In my current daydream, I climb into my Iron Man suit and descend upon Boko Haram in a blaze of mighty justice, and I bring every single one of those girls safely home.  That I can’t do this makes me feel angry and powerless and afraid.  I’m sure I’m not the only one harboring this fantasy at the moment.  There’s nothing I can do but pour out words, and that’s only useful as a way of coping with my grief and rage.  But I can do something about the girls disappearing around me.  I can be mindful of what messages I’m putting out there about what it means to be a girl, to be a woman, to be a human being.

We need to bring back our Nigerian school girls.  And when they’re home, we need to remember them always, because they will be fighting their demons for the rest of their lives.  We need to remember them and not let the next crisis or celebrity scandal or first world problem push them from our minds.

And then, we need to start bringing back all the girls, because the real terror isn’t in men with guns, but in ideas we don’t challenge and systems we don’t question.  It’s in injustices, big and small, that we live with every day.

6 thoughts on “Bring Back Our Girls.
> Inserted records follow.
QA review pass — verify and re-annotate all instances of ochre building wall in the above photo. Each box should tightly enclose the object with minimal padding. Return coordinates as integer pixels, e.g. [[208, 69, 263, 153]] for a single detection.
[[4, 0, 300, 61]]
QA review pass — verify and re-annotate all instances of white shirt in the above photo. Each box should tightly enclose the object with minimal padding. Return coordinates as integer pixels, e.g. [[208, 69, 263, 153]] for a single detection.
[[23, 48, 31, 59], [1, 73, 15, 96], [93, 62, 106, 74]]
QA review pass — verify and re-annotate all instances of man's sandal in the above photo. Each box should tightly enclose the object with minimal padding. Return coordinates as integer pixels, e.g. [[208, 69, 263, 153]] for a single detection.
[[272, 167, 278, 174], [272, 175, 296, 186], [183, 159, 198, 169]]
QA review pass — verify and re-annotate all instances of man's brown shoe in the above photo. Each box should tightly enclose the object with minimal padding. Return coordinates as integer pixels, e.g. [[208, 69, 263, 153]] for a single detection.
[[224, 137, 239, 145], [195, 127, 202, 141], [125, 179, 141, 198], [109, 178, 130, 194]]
All One Billion of Them.

  1. Brenna this is absolutely beautiful… and even that statement is too weak. These are connections that are so easily skipped over in the pursuit of the next viral this or celebrity that. I had to walk away from the news this morning. I too was frustrated and wishing I had superhero powers, and after reading your thought provoking post I realize I do in my own way. I have little girls and young women in my life that I can empower to the best of my ability. I also have my writing. I can try to influence others by writing complex female characters who despite adversities maintain their identities and do not lessen themselves to conform to societal demands.

    1. Thanks very much, Shantele. I think you’re very wise to realize when you need to walk away from the news; I think it’s a skill that more of us, myself included, need to cultivate. And I think you have an excellent plan–words are powerful things, and we can choose to use them for mighty and worthy things.

  2. Brenna, this is an incredible post. It is so sad that girls continue to be subjected to sexism in all its forms, even in “enlightened” countries. I completely relate to your story about the professor. I have been in situations where it was emphasized that I was a woman rather than simply a professional working person. All we can do is take it step by step, teach our sons and daughters as best as we can, and fight against it when we see it.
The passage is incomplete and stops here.